Joe Jackson

No. 86, 76
- Positions: Defensive end, linebacker

Personal information
- Born: May 7, 1950 (age 76) Cincinnati, Ohio, U.S.
- Listed height: 6 ft 4 in (1.93 m)
- Listed weight: 270 lb (122 kg)

Career information
- High school: Withrow (Cincinnati)
- College: New Mexico State
- NFL draft: 1972: 6th round, 139th overall pick

Career history
- New York Jets (1972–1973); New York Stars (1974); Charlotte Hornets (1974); Jacksonville Express (1975); Minnesota Vikings (1977); Edmonton Eskimos (1978);

Awards and highlights
- All Rookie Team 1972; New Mexico State Hall of Fame;

Career NFL statistics
- Games played: 20
- Stats at Pro Football Reference

= Joey Jackson =

American gridiron football player (born 1950)

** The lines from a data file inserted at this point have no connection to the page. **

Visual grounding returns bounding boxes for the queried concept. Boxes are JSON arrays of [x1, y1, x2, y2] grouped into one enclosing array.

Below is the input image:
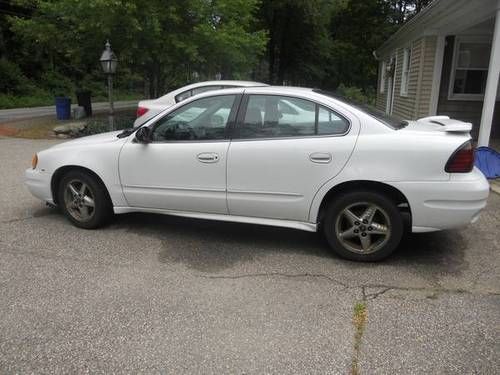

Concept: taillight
[[445, 141, 474, 173], [136, 106, 149, 118]]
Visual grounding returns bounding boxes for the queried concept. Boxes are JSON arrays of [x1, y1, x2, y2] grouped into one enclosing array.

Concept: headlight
[[31, 154, 38, 169]]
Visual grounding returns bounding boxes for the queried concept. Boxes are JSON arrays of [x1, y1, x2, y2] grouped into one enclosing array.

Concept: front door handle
[[197, 152, 220, 163], [309, 152, 332, 164]]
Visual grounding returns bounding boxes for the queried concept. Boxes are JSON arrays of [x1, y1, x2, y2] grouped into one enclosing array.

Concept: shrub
[[0, 92, 53, 109], [39, 70, 75, 97], [336, 84, 375, 105], [0, 58, 37, 95]]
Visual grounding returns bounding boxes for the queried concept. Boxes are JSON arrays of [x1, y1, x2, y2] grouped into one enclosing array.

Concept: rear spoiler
[[417, 116, 472, 132]]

William Joseph Jackson (born May 7, 1950) is an American former professional football player who was a defensive end in the National Football League (NFL) for the New York Jets and Minnesota Vikings. He finished second in quarterback sacks as a rookie. He is currently an evangelist to athletes and conference speaker to Christian men's groups throughout the United States. He also played in the World Football League (WFL) and Canadian Football League (CFL).

He attended and played for the New Mexico State University and was also elected to the New Mexico State University hall of fame. He was later picked in the sixth round of the 1972 NFL draft by the New York Jets. He was in the Superstar Sports Magazine all rookie team.